1790 – The East Kilbride to Hamilton Turnpike Road (later to become known as Stoneymeadow Road) was built., completed in 1791. This important road connected several local villages and would have been a main road of its time. General Thomas Peter (then only a Captain) was involved with the company who built the road. This may only have been in the capacity of being involved with the access arrangements to his estate. A toll was established at the Dalton road junction near the Lee Burn. The site of this toll house is now known as “Meadowville” and has seen many businesses come and go at that location in recent years.
To cross the Rotten Calder river near Crossbasket, a small, stone bridge was constructed in 1790, likely as part of the Turnpike road construction. This was not the General’s Bridge, but a predecessor at the same location. The stone abutment ruins of that old, small bridge can still be seen today on the South Western embankment, only a metre or so from the Generals Bridge.
According to Mr.
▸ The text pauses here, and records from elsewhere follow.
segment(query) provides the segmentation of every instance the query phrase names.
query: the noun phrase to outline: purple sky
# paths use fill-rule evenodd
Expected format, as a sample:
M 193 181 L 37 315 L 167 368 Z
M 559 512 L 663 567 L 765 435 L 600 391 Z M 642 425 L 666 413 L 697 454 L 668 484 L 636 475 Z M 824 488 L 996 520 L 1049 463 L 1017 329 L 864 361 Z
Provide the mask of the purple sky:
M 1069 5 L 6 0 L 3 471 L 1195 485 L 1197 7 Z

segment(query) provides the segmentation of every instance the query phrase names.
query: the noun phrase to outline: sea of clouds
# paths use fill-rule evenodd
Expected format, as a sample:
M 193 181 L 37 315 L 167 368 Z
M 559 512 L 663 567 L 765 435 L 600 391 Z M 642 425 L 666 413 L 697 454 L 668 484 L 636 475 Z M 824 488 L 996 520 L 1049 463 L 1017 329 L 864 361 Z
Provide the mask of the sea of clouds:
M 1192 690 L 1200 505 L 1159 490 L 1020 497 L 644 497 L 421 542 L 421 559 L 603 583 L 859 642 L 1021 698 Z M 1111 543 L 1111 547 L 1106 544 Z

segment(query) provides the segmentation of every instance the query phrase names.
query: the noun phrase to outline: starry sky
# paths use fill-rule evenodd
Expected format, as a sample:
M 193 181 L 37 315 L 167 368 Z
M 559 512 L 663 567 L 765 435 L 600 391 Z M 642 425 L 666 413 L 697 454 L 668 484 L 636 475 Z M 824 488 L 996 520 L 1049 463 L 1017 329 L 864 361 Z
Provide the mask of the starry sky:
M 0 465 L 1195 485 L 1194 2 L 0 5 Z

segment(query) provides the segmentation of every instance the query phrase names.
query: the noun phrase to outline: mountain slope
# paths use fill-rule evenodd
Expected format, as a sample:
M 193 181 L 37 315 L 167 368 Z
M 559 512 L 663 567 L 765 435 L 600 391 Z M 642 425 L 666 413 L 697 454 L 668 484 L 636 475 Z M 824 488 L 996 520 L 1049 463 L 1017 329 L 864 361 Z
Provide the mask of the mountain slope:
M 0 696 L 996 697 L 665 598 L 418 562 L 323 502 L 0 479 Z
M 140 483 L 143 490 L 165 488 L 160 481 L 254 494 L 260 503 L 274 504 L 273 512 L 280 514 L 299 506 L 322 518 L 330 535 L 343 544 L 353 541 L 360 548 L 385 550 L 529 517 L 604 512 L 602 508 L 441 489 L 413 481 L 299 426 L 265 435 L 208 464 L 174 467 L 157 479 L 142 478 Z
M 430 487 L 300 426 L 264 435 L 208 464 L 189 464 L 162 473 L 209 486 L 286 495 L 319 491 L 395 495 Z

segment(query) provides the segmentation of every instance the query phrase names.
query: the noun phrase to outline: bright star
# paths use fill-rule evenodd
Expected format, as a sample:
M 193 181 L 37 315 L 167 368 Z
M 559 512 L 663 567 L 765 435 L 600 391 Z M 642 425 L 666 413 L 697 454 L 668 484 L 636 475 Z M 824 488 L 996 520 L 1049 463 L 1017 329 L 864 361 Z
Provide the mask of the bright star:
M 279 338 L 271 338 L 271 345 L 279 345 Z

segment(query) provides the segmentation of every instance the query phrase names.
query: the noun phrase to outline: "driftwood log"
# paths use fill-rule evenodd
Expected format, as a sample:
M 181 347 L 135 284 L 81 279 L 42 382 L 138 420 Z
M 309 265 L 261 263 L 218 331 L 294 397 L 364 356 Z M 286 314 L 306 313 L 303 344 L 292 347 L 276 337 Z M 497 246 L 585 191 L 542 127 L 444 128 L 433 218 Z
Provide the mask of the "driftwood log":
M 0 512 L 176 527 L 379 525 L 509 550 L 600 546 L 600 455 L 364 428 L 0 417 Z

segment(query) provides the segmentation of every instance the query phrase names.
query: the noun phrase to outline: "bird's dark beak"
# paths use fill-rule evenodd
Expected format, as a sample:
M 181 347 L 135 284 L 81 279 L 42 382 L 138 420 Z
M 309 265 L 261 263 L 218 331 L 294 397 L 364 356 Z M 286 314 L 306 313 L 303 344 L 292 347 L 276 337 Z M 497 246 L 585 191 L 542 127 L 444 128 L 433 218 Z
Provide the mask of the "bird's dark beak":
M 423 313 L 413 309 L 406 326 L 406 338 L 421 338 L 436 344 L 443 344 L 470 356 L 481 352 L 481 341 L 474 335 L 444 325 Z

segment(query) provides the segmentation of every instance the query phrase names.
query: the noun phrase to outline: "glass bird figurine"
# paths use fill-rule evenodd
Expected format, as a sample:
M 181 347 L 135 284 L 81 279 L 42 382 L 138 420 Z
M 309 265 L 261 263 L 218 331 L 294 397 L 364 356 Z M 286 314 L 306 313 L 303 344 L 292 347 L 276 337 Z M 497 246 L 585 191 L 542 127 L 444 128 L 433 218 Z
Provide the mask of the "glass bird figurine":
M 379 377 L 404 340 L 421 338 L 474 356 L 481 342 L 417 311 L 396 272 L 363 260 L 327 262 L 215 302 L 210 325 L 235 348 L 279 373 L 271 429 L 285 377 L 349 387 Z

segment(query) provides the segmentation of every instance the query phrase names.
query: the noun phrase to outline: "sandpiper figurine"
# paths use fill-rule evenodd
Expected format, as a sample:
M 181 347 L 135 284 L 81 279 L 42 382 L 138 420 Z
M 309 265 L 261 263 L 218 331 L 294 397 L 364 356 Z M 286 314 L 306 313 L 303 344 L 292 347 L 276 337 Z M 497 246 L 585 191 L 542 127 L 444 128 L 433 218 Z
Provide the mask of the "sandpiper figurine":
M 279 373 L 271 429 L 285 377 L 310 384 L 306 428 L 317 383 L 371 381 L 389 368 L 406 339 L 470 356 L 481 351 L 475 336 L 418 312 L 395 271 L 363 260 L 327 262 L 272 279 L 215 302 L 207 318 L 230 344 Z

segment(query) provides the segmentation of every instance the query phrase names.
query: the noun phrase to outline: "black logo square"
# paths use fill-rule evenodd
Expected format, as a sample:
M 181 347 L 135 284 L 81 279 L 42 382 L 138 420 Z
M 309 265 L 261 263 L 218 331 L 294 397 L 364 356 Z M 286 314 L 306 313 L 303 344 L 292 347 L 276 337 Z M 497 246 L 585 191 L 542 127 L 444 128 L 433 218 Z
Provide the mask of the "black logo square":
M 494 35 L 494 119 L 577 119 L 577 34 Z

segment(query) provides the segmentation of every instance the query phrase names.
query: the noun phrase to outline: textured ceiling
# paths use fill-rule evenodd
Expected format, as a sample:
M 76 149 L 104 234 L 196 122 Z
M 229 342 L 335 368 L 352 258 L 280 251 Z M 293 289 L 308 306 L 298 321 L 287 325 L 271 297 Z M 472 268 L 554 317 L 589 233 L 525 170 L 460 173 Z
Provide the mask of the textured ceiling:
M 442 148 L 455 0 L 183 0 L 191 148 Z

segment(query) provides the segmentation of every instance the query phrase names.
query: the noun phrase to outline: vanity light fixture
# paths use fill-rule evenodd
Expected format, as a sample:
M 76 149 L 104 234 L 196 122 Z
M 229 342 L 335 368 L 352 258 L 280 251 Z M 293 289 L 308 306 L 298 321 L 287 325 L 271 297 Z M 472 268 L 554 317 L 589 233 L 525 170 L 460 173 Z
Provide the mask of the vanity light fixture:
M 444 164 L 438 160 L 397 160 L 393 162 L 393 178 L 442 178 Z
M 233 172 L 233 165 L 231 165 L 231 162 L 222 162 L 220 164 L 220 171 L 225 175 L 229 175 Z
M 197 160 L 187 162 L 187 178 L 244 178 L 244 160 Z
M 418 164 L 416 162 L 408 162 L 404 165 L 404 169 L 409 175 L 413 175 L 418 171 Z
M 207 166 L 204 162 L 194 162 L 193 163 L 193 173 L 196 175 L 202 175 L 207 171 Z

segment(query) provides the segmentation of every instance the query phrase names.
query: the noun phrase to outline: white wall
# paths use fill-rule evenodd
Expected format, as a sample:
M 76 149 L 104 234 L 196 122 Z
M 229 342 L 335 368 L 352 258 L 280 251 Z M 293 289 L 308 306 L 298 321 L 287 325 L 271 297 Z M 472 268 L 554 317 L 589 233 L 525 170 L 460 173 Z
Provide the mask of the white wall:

R.B Walker, who was County Clerk in the 1920’s, prior to 1790 the crossing of the Rotten Calder had to be made in a small basket, or boat. This statement unfortunately gave rise to local myths about how the name ‘basket’ was derived, but I think is unconnected to the name of the area and indeed the river at that point is usually shallow enough to have been forded.
1793 – According to the early historian David Ure, writing that year, “Captain Thomas Peter of Crossbasket was in possession of the lands of Basket and the castle of Crossbasket in 1793.” His account here is also important, suggesting locals were calling the building a Castle by this time, rather than any kind of house or tower.
1798 – During the late 1790’s , several interesting new National taxes were initiated. A tax for having a clock, a tax for having carts, or dogs, or female servants. In 1798, General Peter, (by now a Colonel) didn’t escape this duty, having to pay a lofty £1 in 1797 for having 4 dogs. He was also taxed that year for having 2 farm horses. He also paid a tax for having 1 female servant called Elizabeth Adcroft and 1 male gardening servant named George Hamilton. Having just 2 servants living there was very conservative, by comparison to owners of the next Century.
Words from “The History of Crossbasket Castle” by Paul D Veverka (c) 2015
Pictured is the smaller bridge abutments still visible beside the later General’s Bridge.